Mitte des 19. Jahrhunderts, im Gleichschritt mit der Bundesstaatsgründung, entstand in der Schweiz ein modernes Bankensystem mit den bereits bestehenden Privatbanken (ermöglichten Reichen die Steuerhinterziehung), den Geschäftsbanken (finanzierten den Eisenbahnbau und die Grossindustrie) sowie den Kantonalbanken (unterstützten das kantonale Gewerbe und Handwerk mit Krediten und Hypotheken auf Immobilien). Die Kantonalbanken verfügen bis heute fast alle über eine Staatsgarantie, die SteuerzahlerInnen haften also für die Verbindlichkeiten. Über das Dotationskapital, das der Staat als Eigner zur Verfügung stellt, sind die Kantone umgekehrt am Gewinn beteiligt. Das Dotationskapital entspricht dem Aktienkapital bei Geschäftsbanken.

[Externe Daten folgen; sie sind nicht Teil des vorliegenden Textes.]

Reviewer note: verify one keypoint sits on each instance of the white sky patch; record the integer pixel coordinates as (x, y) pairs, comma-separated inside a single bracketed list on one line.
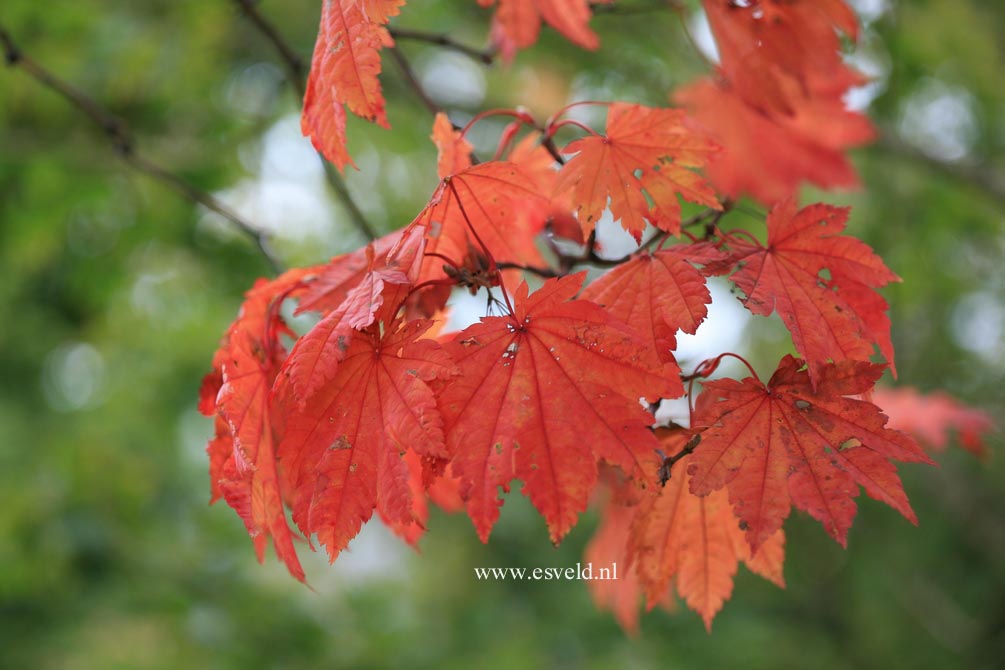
[(700, 32), (73, 377), (451, 78), (287, 196)]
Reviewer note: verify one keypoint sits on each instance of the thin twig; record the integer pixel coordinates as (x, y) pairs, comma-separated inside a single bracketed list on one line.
[(621, 9), (296, 72), (485, 56), (295, 69), (122, 140), (413, 81), (984, 177), (667, 464)]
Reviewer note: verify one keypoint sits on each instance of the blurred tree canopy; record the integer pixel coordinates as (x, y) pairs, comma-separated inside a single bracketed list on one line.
[(116, 290)]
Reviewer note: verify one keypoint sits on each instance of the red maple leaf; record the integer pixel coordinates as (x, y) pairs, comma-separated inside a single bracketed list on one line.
[(778, 53), (476, 209), (332, 282), (694, 540), (608, 546), (789, 444), (657, 292), (454, 152), (517, 22), (343, 447), (344, 72), (242, 461), (377, 296), (819, 281), (646, 152), (769, 157), (543, 394), (932, 417)]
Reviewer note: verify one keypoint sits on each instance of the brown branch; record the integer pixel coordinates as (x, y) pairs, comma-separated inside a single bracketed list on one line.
[(484, 56), (118, 134), (296, 71), (297, 75), (413, 80), (621, 9), (665, 467)]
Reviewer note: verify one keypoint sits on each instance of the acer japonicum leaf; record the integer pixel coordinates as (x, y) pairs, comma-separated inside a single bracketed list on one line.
[(776, 54), (821, 283), (476, 208), (789, 443), (608, 546), (315, 358), (344, 72), (932, 417), (453, 151), (694, 541), (332, 283), (343, 448), (242, 453), (658, 292), (658, 147), (543, 395), (517, 23), (666, 535), (769, 157), (540, 166), (777, 106)]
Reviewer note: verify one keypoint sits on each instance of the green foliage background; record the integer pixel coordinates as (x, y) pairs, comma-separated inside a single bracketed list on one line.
[(115, 292)]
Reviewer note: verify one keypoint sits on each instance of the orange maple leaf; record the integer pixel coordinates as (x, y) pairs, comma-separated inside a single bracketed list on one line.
[(343, 447), (821, 283), (242, 460), (344, 72), (645, 152), (543, 394)]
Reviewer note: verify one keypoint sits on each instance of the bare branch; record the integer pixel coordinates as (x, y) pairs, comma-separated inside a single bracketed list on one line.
[(485, 56), (119, 135), (413, 81), (296, 72)]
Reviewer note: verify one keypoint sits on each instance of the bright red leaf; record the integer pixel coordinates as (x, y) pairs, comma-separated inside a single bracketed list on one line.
[(517, 22), (344, 72), (769, 157), (454, 152), (645, 152), (786, 444), (932, 417), (608, 546), (242, 461), (695, 541), (777, 54), (476, 209), (819, 281), (543, 394), (657, 292), (343, 447)]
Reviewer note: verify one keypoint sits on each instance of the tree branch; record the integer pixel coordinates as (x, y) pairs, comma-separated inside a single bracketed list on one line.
[(984, 177), (665, 467), (413, 81), (122, 140), (295, 69), (297, 74), (484, 56)]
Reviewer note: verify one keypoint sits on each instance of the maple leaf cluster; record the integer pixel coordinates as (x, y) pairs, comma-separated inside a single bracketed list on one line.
[(376, 408)]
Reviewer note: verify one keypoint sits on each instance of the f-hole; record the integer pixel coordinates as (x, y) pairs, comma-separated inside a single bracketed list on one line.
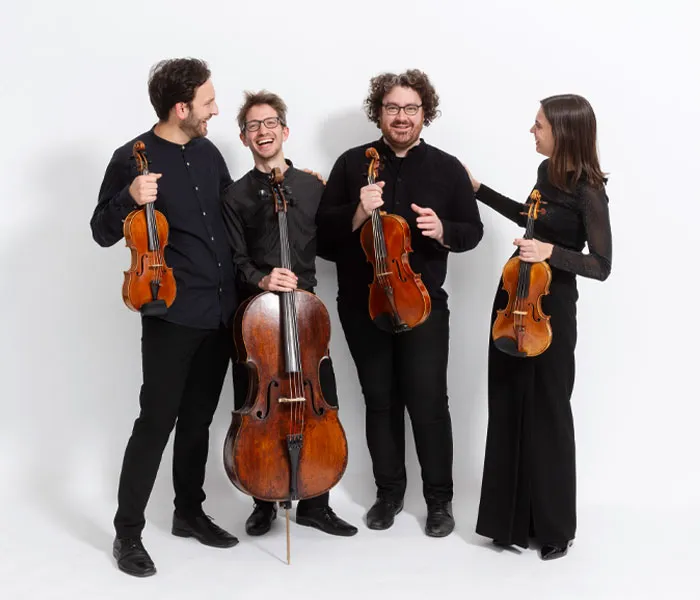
[(268, 399), (397, 269)]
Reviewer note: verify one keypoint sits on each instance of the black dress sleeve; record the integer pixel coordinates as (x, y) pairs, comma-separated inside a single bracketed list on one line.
[(508, 208), (596, 219)]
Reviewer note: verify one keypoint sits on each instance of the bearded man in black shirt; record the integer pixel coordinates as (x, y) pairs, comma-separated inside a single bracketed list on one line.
[(185, 352), (254, 235), (406, 371)]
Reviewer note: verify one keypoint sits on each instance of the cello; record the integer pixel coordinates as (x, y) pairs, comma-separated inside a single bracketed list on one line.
[(521, 328), (398, 298), (149, 284), (286, 443)]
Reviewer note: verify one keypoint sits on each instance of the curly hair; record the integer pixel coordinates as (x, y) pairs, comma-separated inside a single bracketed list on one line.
[(175, 80), (258, 98), (382, 84)]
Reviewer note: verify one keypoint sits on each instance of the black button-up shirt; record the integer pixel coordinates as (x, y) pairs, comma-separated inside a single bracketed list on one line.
[(189, 196), (426, 176), (253, 229)]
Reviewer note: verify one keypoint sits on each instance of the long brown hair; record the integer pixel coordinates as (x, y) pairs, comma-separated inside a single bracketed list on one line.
[(575, 146)]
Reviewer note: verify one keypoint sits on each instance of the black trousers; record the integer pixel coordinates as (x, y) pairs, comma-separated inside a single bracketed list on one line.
[(183, 373), (407, 371), (529, 481)]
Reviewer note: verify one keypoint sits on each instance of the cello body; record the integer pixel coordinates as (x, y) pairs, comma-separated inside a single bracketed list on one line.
[(286, 442)]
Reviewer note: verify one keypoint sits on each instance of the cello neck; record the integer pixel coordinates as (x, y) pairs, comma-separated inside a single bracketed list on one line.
[(290, 329)]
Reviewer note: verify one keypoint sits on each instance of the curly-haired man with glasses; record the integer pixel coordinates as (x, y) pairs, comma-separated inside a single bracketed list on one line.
[(406, 371)]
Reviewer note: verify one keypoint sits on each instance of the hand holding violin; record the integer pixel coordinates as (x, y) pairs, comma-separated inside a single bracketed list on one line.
[(428, 222), (370, 198), (144, 188), (533, 250)]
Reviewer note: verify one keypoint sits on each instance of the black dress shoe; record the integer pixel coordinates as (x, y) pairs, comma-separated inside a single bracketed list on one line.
[(326, 520), (202, 529), (132, 557), (440, 521), (260, 520), (382, 513), (552, 551)]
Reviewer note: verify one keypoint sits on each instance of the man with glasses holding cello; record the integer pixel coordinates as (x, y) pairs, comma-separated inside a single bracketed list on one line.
[(400, 367)]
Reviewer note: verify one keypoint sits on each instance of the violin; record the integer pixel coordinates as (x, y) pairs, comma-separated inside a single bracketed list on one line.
[(286, 443), (522, 329), (398, 298), (149, 284)]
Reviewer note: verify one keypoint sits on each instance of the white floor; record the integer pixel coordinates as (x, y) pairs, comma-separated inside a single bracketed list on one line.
[(55, 547)]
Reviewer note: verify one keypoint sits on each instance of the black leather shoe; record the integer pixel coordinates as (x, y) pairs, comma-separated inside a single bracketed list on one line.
[(552, 551), (260, 520), (382, 513), (203, 529), (326, 520), (132, 557), (440, 521)]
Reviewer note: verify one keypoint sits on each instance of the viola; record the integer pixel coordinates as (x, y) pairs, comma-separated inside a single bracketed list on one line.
[(149, 284), (398, 298), (286, 443), (522, 329)]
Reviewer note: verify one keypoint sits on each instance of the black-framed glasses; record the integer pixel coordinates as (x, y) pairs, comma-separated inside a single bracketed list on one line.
[(394, 109), (270, 123)]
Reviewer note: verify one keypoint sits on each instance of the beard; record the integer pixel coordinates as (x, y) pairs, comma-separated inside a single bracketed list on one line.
[(194, 127), (401, 138)]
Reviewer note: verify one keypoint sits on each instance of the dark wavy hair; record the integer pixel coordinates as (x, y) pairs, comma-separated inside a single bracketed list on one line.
[(175, 80), (382, 84), (575, 142), (251, 99)]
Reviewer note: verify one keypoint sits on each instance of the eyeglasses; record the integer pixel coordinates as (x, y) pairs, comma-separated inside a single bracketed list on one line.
[(270, 123), (394, 109)]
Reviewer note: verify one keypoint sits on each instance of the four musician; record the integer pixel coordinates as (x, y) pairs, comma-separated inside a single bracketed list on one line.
[(529, 484)]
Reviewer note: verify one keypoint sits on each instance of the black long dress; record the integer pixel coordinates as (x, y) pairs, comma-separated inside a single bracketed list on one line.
[(529, 481)]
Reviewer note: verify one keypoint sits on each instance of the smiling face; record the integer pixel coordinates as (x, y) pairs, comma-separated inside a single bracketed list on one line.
[(202, 108), (544, 138), (266, 142), (401, 131)]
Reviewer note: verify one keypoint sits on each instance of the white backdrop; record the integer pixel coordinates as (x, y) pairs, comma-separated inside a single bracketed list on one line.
[(75, 89)]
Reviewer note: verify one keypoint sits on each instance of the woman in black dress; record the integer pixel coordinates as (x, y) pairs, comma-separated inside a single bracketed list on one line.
[(529, 481)]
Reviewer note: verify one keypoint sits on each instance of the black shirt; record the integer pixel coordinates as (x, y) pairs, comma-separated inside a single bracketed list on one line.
[(569, 221), (427, 177), (189, 195), (253, 229)]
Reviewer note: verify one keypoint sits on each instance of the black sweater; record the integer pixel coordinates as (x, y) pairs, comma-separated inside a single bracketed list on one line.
[(427, 177)]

Nach den beiden Weltkriegen war die Ordnung auf dem Finanzplatz stabil wie ein Tresor, zur grossen Umwälzung kam es erst in den neunziger Jahren: Eine hausgemachte Immobilienkrise traf die Kantonalbanken. Unter den Gewinnern waren bald die Geschäftsbanken, die in der Globalisierung der Finanzmärkte zu UBS und CS fusionierten. Zu den neoliberalen Ideen, die damals diskutiert wurden, zählte auch die Privatisierung der Kantonalbanken. Allerdings kam es nur in der Hälfte der Kantone zu einer Teilprivatisierung über die Umwandlung in eine Aktiengesellschaft oder die Ausgabe von Partizipationsscheinen. Die Zürcher Kantonalbank blieb eine öffentlich-rechtliche Anstalt.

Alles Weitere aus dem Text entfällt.